This weekend, V.I. Public Works Commissioner Darryl Smalls said the restoration project on the boardwalk, which had fallen into a state of dilapidation over the last few years, has been completed on time.

The project included replacement of all of the surface pieces of the existing boardwalk with a composite material that looks like wood but is more durable and more resistant to the elements, Smalls said.

The wear and tear and battering of the boardwalk by the salt water, compounded by the impact from recent storms, made it necessary for repairs along the complete length of the boardwalk that extends from the Seaborne Airlines terminal on its western end to the King Christian Hotel on its eastern end, according to Smalls.
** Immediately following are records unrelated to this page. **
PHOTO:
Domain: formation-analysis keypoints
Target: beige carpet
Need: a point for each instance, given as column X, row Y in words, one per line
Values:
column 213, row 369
He said Benton Construction did an outstanding job, completing the work in small phases to limit the disruption to the many restaurants, hotels, retail stores, bars and tourist attractions that line the downtown locale and completed the job by its projected end date.

He said the work progressed well despite some challenges and obstacles, as they removed the surface boards and found more underlying damage in some areas.

The need for the repairs was evident in the areas where the wooden planks had warped, some were rotted and others were broken. Some portions of the boardwalk had been so badly deteriorated that plywood patches had been laid to prevent pedestrians from falling through to the water.

Funding for the $900,000 resurfacing project came in part from $400,000 from Federal Emergency Management Agency funds as a result of the hurricane damage that the boardwalk sustained in recent years. That was supplemented with a $1 million grant from the Interior Department that will complete the project and help fund additional projects - including some that have not yet been determined, Smalls said.

Workers are currently preparing to install additional benches and trash receptacles as a part of the project.

The concept of building a boardwalk was introduced in the 1980s as part of a major urban renewal project.

Hurricane Hugo in 1989 and Hurricane Marilyn in 1995 destroyed it, and it was rebuilt in 1999, running from the King Cross Street access east to where it currently ends.

The project was redone three years later after rusted nails resulted in planks coming loose, leaving a gaping hole on the boardwalk.

In September 2004, a project added 394 feet to the west end of the boardwalk, bringing the existing boardwalk to the Seaborne Airlines terminal.